Ebay Sale October 4, 2011

Since the time I started buying photobooth photos online, the prices have gone up and up. I am occasionally amazed at how high a price will go.  I can see why this photo is desirable, as it is quite old and very unusual, but $153.50? My feeling is that the competing bidders had money making projects in the works.  Will this photo eventually appear in an exhibition or book?

Barbara Ann 1944

Two more photomatic photobooth photos of Barbara Ann Fremier.  The photomatic format, as far as I have been able to discover, was never available outside the USA.  If any one finds that I have misread the hand written name on the back of the picture, please let me know your interpretation and I will consider it and make changes.

Barbara Ann Fremier 1940s

One of my reasons for collecting found and vintage photos is the wonderful sense of melancholy and nostalgia they invoke.  Clothes, hair-styles, the many different photograph formats, stains and scuffs, all add to the otherworldliness of each image. Is it that this little girl, now dead or an old woman, is no longer loved and remembered? Were the photos discarded accidentally, perhaps carted away unseen at the bottom of a box of miscellaneous goods at a garage sale?  Perhaps it was just the poor condition and quality of the photos that caused their separation from the original owners?  Whatever the reality, to me they make up a beautiful wee story-book of possibilities.

One day, earlier this year I received the above book in the post from the USA. In addition to collecting photobooth photos and ephemera, I also collect books about photobooth photos, of which there are a surprising number.  This one Photobooth Dogs by Cameron Woo was published in 2010.  Over the previous year or two, I had noticed in my online shopping adventures, that vintage booth photos that included a dog, were going for higher and higher prices. I fully expected to see one or two pups that I recognised in this book.

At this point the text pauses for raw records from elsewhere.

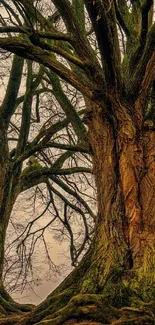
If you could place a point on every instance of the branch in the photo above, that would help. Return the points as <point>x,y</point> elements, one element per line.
<point>144,72</point>
<point>49,35</point>
<point>35,175</point>
<point>145,20</point>
<point>29,51</point>
<point>104,24</point>
<point>9,102</point>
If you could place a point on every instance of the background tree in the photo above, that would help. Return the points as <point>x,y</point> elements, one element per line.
<point>115,281</point>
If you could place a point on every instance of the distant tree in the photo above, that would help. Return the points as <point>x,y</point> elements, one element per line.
<point>106,51</point>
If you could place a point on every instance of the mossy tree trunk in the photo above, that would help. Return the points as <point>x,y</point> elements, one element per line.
<point>115,281</point>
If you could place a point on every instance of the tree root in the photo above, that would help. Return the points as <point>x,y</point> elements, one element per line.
<point>82,309</point>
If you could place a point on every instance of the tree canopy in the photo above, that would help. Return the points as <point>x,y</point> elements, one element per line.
<point>94,61</point>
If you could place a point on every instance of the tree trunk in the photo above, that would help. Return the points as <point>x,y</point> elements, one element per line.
<point>114,282</point>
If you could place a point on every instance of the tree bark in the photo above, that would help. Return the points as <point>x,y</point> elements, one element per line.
<point>114,282</point>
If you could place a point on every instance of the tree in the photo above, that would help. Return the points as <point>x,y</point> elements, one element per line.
<point>115,281</point>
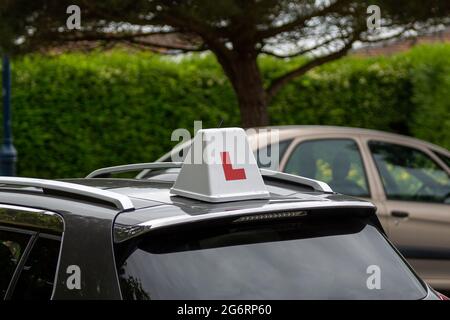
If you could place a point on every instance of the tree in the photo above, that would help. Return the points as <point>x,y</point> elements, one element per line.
<point>235,31</point>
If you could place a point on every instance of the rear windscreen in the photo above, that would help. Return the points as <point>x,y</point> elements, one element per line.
<point>313,258</point>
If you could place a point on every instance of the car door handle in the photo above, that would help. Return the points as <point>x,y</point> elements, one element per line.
<point>400,214</point>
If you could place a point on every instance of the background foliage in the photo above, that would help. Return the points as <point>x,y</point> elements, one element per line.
<point>73,113</point>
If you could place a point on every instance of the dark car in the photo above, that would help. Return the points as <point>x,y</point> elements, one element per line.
<point>119,238</point>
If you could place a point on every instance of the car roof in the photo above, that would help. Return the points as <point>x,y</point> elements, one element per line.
<point>156,207</point>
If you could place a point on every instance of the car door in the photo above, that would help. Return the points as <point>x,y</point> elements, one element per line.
<point>30,242</point>
<point>417,204</point>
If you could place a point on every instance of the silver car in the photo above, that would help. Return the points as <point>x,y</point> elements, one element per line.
<point>406,178</point>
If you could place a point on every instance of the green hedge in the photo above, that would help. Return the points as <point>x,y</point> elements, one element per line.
<point>77,112</point>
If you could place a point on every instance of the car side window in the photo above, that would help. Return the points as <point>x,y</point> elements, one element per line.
<point>335,161</point>
<point>410,174</point>
<point>443,157</point>
<point>12,246</point>
<point>38,274</point>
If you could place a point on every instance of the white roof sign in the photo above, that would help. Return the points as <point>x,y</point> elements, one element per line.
<point>220,167</point>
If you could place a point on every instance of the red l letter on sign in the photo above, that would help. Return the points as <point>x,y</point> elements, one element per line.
<point>230,173</point>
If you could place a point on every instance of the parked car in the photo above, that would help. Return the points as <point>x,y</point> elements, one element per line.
<point>195,232</point>
<point>406,178</point>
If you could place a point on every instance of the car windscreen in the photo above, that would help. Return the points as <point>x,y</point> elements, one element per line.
<point>312,258</point>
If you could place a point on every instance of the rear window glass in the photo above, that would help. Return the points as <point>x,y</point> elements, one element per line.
<point>314,258</point>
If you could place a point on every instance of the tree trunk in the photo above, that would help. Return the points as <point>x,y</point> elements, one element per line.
<point>243,72</point>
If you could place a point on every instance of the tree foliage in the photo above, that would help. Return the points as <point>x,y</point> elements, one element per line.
<point>235,31</point>
<point>74,113</point>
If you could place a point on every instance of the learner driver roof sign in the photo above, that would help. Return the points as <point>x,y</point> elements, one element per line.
<point>220,167</point>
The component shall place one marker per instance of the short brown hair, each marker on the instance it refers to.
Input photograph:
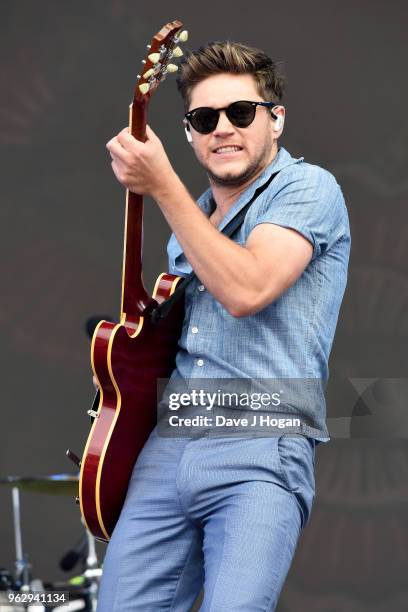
(235, 58)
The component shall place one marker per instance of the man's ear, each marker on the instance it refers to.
(187, 132)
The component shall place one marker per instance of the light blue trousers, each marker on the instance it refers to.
(223, 513)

Having made myself a cup of tea, I settled down for a long peruse. There were some stunning snaps of dogs alone or with their owners, big and small, cooperative and not so cooperative but the photos that really grabbed my attention were of an unexpectedly familiar face.  There was My Femme Fatale in all her glory with a companion I hadn’t seen before; a fuzz-faced poodle. It had been some time since I had looked at my French collection, so before mentioning my discovery to anyone, I sought them out to confirm that it was indeed my lady.

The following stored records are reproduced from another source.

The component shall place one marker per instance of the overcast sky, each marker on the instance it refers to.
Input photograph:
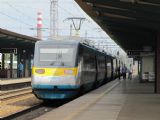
(21, 16)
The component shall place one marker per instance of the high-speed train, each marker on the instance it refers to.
(64, 68)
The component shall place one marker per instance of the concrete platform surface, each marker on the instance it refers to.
(14, 81)
(118, 100)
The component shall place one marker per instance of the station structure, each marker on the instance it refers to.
(14, 48)
(133, 25)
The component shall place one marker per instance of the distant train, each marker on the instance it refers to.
(64, 68)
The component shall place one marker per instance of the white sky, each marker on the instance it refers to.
(21, 15)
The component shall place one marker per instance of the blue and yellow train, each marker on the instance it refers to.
(64, 68)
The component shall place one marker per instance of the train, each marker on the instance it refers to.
(64, 68)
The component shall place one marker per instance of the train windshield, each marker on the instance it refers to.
(58, 55)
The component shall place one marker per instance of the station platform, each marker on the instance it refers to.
(117, 100)
(14, 81)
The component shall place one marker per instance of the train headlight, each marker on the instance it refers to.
(68, 72)
(40, 71)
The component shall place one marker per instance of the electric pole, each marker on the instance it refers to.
(53, 18)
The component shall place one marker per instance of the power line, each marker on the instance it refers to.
(13, 18)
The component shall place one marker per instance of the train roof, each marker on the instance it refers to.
(74, 41)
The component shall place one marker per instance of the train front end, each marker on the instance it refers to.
(54, 73)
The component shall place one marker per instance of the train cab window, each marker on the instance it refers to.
(55, 56)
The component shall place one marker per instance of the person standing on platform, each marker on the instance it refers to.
(124, 71)
(20, 69)
(130, 71)
(119, 73)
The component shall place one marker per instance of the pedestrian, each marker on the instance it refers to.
(20, 69)
(124, 71)
(130, 71)
(119, 73)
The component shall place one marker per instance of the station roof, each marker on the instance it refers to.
(10, 39)
(133, 24)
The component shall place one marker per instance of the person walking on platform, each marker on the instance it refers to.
(130, 71)
(124, 71)
(20, 69)
(119, 72)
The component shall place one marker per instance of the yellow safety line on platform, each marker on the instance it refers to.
(9, 101)
(6, 107)
(74, 114)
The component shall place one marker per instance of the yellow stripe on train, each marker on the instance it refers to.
(54, 71)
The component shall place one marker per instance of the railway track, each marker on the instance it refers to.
(23, 105)
(4, 95)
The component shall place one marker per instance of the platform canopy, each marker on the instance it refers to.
(10, 39)
(133, 24)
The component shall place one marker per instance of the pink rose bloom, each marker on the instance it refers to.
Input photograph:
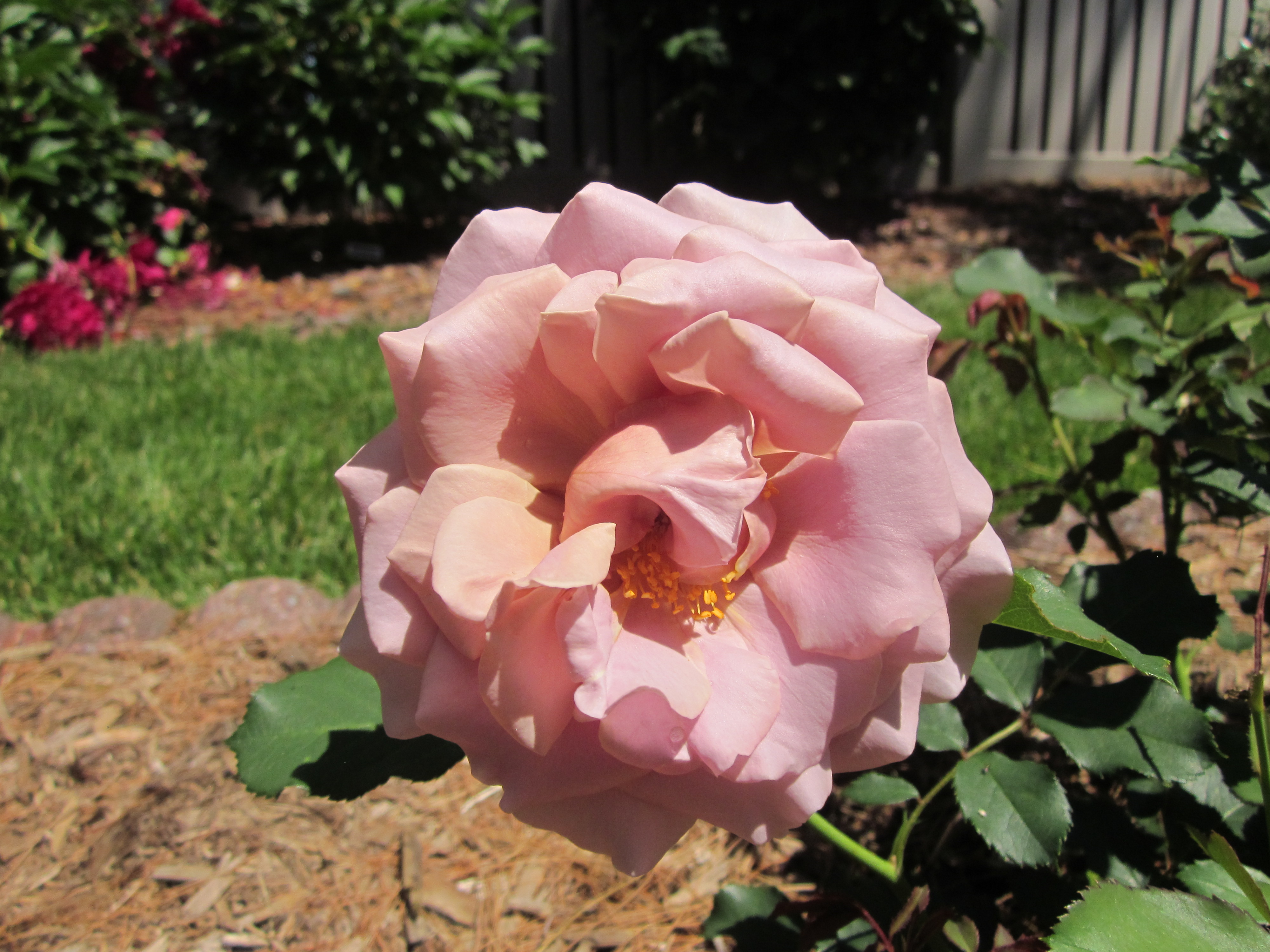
(53, 314)
(672, 525)
(172, 219)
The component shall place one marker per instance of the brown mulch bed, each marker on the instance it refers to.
(123, 826)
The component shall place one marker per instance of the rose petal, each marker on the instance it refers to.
(568, 337)
(589, 626)
(647, 310)
(486, 394)
(766, 223)
(451, 708)
(651, 653)
(399, 625)
(495, 243)
(853, 563)
(604, 228)
(642, 729)
(399, 684)
(798, 403)
(977, 587)
(688, 458)
(820, 695)
(817, 279)
(634, 833)
(402, 351)
(755, 812)
(890, 734)
(745, 701)
(525, 676)
(479, 546)
(973, 493)
(369, 475)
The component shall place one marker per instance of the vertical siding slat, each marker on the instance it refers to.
(1032, 89)
(1089, 93)
(1065, 56)
(1178, 55)
(1121, 46)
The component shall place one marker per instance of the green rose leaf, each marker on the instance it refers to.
(1039, 607)
(1139, 725)
(1094, 399)
(749, 908)
(1113, 918)
(1009, 664)
(321, 731)
(1018, 807)
(940, 728)
(879, 790)
(1238, 874)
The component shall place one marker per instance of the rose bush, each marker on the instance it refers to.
(672, 524)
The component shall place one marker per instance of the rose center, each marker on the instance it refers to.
(647, 572)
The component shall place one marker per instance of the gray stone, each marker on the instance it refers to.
(260, 609)
(102, 624)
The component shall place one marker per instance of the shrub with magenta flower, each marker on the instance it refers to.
(53, 314)
(672, 524)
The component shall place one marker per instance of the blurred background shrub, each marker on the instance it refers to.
(801, 100)
(1238, 119)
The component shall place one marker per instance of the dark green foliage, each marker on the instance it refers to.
(1239, 98)
(77, 169)
(335, 105)
(176, 470)
(798, 98)
(321, 731)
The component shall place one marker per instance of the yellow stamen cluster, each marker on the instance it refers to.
(646, 572)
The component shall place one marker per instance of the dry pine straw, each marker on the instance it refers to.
(123, 827)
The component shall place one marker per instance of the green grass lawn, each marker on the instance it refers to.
(172, 472)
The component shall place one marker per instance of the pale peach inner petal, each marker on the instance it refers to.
(798, 403)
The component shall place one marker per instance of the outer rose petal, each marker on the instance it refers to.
(402, 352)
(369, 475)
(524, 673)
(451, 708)
(568, 337)
(973, 493)
(758, 812)
(650, 308)
(853, 563)
(632, 831)
(887, 736)
(766, 223)
(603, 229)
(399, 684)
(398, 624)
(686, 456)
(977, 587)
(817, 279)
(495, 243)
(798, 403)
(820, 695)
(745, 701)
(481, 546)
(486, 394)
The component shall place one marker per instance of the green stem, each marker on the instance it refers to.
(1258, 706)
(887, 870)
(897, 851)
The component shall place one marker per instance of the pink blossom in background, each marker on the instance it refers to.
(172, 219)
(672, 524)
(53, 314)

And here she is forever immortalised in print – living on in the book, in my blog, in my collection and my imagination.

Rogue Gallery

I bought this page from an old photo album on Ebay recently.  The seller’s description was none too flattering to the subject, which was what attracted me to look at the listing in the first instance.  From notes on the back of the page (which has two dilapidated box brownie snaps still attached), I know this lady’s name is Esther, she had a sister or friend called Ethel and that these photos were taken around 1936, possibly in West Michigan USA.

I love Esther.  She may not be a classical beauty but she has style, poise and a serene dignity that I find very appealing.  She obviously had a thing for photobooths, another reason to admire her!